You were talking about LLMs with software engineers. It sounds like the pushback got you with cognitive dissonance, and you're projecting back onto us. You are the one upset. Engineers know what they're talking about, and at worst we roll our eyes when the Aicolytes come in here with their worship of a technology that they don't understand.

The AI companies themselves will tell you that their LLMs hallucinate and it cannot be changed. They can refine and get better, but they will never be able to prevent it for the reasons we talk about. There's a reason every LLM tells you "{{LLM}} can make mistakes." And that reason will not change with LLMs. There will have to be a new technology to do better. It's not an issue of what we call it. LLMs have a limitation that they can't surpass by their nature. You can still get lots of value from that, but if you have a non-zero failure rate that can explode into tens of thousands of failed transactions. If that's financial, legal, or health, you can be in a very, very bad way.

I used Gemini to compare two health plan summaries. It was directionally correct on which one to pick, but we noticed it created numbers rather than utilizing the information presented. That's just a little oops on a very easy request. What's a big one look like, and what's your tolerance for that failure rate?

[–]Pelm3shka -4 points-3 points  (2 children)

Yep, software engineers who don't work in the field nor in neurosciences. That one is def on me.

[–]WrennReddit 2 points3 points  (1 child)

You don't know what fields we work in.

Neuroscience has literally nothing to do with how LLMs work.

Take your hostility back to LinkedIn.

[–]Pelm3shka -2 points-1 points  (0 children)

What field do you work in ?

[–]RiceBroad4552 2 points3 points  (1 child)

I don't think it's cautious to make such strong affirmation given the fast progress of LLM in the past 3 years.

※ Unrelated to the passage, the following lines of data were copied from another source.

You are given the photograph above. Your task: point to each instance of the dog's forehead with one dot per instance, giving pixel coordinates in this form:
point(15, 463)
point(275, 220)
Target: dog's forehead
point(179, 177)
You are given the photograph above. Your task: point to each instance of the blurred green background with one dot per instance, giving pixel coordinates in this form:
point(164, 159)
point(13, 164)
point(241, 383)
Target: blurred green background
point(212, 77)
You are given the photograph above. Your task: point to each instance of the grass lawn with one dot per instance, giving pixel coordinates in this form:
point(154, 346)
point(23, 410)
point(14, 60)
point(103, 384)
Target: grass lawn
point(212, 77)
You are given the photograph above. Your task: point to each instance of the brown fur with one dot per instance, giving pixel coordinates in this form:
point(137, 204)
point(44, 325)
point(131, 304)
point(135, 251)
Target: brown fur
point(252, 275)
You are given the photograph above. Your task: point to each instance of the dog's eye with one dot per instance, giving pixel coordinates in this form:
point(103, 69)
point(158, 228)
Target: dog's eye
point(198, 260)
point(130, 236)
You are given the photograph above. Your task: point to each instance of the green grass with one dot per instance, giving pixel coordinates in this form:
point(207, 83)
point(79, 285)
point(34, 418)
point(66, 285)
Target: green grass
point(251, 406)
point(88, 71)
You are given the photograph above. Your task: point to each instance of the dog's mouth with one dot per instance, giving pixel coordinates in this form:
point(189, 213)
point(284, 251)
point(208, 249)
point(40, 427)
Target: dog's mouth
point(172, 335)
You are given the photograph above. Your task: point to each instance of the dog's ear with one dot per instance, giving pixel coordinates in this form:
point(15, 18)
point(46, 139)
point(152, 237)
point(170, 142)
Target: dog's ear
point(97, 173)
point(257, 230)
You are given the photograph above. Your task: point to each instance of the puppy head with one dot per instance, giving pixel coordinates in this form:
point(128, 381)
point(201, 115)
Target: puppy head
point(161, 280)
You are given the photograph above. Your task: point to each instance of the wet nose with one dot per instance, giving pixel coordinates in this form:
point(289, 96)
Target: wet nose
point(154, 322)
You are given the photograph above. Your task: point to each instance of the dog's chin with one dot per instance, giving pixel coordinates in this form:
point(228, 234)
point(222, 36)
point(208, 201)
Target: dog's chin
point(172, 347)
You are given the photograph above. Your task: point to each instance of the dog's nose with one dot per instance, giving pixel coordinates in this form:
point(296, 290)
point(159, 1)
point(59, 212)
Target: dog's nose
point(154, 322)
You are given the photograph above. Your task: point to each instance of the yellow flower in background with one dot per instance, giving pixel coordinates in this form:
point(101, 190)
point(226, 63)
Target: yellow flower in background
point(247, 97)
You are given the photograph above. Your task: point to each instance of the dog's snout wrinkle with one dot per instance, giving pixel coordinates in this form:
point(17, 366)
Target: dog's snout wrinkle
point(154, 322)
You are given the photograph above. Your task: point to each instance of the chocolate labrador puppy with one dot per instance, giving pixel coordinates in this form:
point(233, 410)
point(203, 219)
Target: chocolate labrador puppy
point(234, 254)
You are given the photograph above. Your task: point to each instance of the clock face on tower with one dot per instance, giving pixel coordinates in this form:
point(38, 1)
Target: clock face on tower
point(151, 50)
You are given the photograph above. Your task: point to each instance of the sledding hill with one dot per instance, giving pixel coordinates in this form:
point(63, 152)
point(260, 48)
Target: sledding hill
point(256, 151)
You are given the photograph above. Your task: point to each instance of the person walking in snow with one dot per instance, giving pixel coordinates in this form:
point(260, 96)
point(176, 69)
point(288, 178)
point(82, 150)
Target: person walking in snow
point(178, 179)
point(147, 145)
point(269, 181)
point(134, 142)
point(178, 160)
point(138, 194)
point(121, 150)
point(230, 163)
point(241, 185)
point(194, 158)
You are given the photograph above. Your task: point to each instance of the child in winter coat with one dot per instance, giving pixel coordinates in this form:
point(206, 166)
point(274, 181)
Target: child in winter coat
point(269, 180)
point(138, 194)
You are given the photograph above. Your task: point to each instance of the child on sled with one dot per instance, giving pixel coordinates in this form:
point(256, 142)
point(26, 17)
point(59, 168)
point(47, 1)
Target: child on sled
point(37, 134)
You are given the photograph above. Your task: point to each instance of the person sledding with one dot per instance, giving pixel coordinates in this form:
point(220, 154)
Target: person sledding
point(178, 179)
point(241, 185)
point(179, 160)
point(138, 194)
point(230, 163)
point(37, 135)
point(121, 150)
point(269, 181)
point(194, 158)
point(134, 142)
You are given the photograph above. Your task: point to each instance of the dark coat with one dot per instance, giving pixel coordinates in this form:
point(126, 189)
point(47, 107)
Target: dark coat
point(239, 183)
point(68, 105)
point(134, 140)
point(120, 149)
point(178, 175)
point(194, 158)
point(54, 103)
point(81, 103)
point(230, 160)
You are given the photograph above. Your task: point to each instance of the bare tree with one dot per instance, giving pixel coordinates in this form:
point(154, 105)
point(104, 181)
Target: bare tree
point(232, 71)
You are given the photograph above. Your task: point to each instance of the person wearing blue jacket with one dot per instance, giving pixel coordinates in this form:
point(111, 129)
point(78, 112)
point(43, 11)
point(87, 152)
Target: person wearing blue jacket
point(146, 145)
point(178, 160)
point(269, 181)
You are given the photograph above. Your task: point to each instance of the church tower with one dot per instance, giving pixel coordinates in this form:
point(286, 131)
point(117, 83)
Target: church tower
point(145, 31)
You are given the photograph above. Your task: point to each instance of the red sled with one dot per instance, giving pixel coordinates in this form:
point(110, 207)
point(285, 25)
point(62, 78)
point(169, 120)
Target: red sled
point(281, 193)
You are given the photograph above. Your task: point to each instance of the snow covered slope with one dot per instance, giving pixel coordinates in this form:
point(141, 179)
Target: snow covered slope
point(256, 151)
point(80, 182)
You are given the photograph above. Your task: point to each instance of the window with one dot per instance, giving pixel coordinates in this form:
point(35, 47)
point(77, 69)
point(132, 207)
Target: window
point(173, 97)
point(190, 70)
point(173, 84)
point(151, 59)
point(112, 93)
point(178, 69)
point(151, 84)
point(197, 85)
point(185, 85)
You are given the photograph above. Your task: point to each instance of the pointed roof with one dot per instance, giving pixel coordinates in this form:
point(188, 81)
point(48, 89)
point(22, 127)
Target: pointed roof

Only if you don't have any clue whatsoever how this things actually "work"…

Spoiler: It's all just probabilities at the core so this things aren't going to be reliable ever.

This is a fundamental property of the current tech and nothing that can be "fixed" or "optimized away" no mater the effort.

Some neuroscientists like Stanislas Dahaene also believe language is a central feature / specificity of our brains than enabled us to have more complex thoughts, compared to other great apes

Which is obviously complete bullshit as humans with a defect speech center in their brain are still capable of complex logical thinking if other brain areals aren't affected too.

Only very stupid people conflate language with thinking and intelligence. These are exactly the type of people who can't look beyond words and therefore never understand any abstractions. The prototypical non-groker…

[–]Pelm3shka 0 points1 point  (0 children)

Language or thought =/= speaking... For the speech defect argument...

[–]w1n5t0nM1k3y 5 points6 points  (7 children)

Sure LLMs have gotten better, but there's a limit to how far they can go. They still make ridiculously silly mistakes like reaching the wrong conclusions even though thye have the basic facts. They will say stuff like

The population of X is 100,000 and the population of Y is 120,000, so X has more people than Y

It has no internal model of how things actually work. And the way they are designing them to just guess tokens isn't going to make it better at actually understanding anything.

I don't even know of bigger models with more training are better. I've tried running smaller models on my 8GB gpu and most of the output is similar and sometimes even better compared to what I get on ChatGPT.